Native Americans are one of the most under-counted groups in the decennial U.S. Census. But a Native activist group is working to change that this year, at least in Montana.
Outreach workers hired by Montana Native Vote are promoting participation in the 2020 census by handing out “pledge cards” to people on reservations. The cards are filled out by individuals and will be mailed to them as a reminder shortly before the census begins in the spring.
Ensuring every resident is counted is particularly important from a financial standpoint. The state has received about $2,000 a year in federal funding for each resident counted in the 2010 census, and that money helps support programs like Head Start, school lunches and public housing.
An accurate count is also necessary to ensure communities and the state receive the right number of government representatives. Montana might even regain its second seat in the U.S. House of Representatives if all of its residents are counted this year.
Education is the key to achieving a robust 2020 census, and groups like Montana Native Vote are doing good work to help make that happen.
In a move all Montanans should be able to celebrate, Congress and President Trump recently approved a new law aimed at combating robocalls.
The federal TRACED Act signed into law in December requires telecom carries to develop free ID services to help consumers identify who is calling and increases the penalties for unauthorized calls.
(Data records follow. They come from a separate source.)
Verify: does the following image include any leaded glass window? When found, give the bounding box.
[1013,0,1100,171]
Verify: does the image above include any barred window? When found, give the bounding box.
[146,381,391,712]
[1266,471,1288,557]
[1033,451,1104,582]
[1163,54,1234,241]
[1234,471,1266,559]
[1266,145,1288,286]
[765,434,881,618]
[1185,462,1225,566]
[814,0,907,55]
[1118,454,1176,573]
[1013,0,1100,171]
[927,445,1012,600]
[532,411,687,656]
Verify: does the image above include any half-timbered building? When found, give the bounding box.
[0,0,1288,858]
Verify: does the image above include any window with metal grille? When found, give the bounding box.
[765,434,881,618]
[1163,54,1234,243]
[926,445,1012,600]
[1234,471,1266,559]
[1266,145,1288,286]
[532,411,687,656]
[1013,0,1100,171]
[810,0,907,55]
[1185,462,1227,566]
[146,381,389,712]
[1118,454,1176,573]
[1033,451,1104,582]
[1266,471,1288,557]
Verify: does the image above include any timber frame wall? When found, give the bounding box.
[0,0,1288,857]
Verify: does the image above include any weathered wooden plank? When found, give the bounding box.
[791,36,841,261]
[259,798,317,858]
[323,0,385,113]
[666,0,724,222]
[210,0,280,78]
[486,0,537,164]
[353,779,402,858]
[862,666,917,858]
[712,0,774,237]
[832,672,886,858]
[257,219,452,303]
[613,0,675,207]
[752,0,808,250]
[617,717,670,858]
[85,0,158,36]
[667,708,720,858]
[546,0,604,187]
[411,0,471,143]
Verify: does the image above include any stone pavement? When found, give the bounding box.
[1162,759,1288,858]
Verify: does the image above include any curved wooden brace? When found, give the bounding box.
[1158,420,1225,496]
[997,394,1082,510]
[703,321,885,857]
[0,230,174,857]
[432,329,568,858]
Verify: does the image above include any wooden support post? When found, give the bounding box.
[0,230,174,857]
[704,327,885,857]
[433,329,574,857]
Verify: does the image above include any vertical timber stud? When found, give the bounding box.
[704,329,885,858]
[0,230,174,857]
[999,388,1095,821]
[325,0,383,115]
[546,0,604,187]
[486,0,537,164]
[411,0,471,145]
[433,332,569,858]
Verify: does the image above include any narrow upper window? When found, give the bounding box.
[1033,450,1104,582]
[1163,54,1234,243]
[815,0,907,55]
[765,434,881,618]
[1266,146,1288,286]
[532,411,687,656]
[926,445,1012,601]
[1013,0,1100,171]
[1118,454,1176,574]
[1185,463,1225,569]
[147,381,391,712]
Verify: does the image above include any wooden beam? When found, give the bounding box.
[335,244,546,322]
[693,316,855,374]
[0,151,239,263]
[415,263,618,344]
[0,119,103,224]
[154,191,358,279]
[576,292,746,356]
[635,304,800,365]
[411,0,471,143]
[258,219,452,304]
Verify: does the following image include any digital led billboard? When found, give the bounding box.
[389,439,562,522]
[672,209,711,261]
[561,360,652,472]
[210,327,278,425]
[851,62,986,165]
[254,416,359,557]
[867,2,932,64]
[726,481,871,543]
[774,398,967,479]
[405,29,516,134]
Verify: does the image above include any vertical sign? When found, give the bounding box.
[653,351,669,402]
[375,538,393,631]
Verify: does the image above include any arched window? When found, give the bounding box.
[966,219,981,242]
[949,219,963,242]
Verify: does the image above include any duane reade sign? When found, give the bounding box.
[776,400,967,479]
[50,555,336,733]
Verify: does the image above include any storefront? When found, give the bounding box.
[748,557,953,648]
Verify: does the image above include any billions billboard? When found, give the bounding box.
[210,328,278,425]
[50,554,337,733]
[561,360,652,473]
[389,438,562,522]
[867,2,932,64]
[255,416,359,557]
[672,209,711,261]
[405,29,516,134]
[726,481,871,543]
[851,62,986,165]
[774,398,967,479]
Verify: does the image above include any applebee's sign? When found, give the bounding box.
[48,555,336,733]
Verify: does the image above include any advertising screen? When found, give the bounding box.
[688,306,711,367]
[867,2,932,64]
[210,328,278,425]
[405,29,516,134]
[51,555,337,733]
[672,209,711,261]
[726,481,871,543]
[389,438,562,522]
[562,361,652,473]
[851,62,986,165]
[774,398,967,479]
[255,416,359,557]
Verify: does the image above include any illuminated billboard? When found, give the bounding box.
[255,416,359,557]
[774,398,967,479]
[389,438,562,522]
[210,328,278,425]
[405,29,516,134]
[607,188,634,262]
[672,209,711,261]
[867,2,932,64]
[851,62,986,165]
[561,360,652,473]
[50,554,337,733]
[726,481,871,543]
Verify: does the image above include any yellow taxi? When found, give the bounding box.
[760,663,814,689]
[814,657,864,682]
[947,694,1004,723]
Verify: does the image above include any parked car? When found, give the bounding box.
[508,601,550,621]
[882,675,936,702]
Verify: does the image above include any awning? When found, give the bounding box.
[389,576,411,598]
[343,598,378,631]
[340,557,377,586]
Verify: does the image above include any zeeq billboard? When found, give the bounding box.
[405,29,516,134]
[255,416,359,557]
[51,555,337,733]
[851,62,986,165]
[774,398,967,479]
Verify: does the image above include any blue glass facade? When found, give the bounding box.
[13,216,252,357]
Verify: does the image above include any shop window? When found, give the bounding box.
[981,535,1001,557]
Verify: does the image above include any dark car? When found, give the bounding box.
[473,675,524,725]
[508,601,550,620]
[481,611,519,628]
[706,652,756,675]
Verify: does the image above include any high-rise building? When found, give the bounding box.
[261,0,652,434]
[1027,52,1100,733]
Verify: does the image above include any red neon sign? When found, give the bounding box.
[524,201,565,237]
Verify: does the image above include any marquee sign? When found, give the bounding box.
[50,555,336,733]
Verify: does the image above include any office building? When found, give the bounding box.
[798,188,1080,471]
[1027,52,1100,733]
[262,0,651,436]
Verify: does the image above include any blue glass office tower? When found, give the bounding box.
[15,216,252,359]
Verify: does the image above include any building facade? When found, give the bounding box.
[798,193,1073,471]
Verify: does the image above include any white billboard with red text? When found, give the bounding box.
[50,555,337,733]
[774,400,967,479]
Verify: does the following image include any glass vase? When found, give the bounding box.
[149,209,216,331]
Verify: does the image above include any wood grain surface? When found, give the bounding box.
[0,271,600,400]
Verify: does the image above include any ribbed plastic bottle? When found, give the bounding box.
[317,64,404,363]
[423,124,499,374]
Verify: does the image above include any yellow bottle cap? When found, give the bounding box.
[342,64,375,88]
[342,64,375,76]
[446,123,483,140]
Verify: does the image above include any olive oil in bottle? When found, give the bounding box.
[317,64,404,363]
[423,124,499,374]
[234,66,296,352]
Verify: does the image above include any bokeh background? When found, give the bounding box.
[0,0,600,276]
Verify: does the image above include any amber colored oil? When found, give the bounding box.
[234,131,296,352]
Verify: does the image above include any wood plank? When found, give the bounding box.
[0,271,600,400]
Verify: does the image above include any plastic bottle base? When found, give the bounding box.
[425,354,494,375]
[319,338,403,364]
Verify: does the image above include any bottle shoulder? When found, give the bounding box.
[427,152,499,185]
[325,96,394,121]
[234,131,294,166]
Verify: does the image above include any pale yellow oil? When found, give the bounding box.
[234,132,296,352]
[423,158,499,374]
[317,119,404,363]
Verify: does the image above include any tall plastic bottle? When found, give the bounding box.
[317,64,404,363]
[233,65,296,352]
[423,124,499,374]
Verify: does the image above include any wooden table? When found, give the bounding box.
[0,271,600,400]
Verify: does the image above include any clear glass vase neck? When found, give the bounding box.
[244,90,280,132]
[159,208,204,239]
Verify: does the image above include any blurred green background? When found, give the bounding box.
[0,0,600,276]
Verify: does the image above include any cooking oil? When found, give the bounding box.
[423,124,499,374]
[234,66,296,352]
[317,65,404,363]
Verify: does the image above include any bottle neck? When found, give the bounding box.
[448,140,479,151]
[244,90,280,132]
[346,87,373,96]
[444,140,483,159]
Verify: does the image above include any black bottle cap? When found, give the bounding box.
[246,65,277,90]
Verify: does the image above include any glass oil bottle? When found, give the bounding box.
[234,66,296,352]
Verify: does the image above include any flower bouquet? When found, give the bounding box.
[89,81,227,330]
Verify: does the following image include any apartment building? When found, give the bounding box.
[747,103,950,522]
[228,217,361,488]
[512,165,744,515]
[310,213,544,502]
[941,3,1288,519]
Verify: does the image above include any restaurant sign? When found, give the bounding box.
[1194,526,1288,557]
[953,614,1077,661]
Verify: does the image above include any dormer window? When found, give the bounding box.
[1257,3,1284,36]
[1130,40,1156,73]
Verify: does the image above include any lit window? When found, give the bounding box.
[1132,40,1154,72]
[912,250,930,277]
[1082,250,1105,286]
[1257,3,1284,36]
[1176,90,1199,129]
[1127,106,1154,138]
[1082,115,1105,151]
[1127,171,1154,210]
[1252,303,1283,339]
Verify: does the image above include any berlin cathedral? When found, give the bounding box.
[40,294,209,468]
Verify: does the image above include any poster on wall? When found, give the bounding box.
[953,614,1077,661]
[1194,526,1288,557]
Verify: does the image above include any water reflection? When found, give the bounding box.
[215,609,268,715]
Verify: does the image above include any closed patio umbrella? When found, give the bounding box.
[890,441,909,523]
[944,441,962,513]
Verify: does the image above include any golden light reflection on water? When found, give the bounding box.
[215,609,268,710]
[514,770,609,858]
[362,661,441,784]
All three members of Montana’s congressional delegation cosponsored the bill to help curb these calls, which are not just an annoyance but also a way for scammers to take advantage of people.
Although this won’t immediately solve the problem, it certainly won’t hurt.
Montana residents are lucky to have firefighters like Helena’s own Chris Spliethof.
The Montana firefighter of the year for 2019, Spliethof has been with the Montana Department of Natural Resources and Conservation since 2008 and is now the acting fire management officer for the Helena area.
As incident commander for the initial attack on the 5,000-acre North Hills fire near Helena in July, he helped lead a firefighting effort that saved all of the nearly 500 homes that were evacuated.
Spliethof runs toward danger as others are running away from it.
This is a sign of a true hero, and we are grateful for everything Spliethof has done for our community and our state.
This is the opinion of the Independent Record editorial board.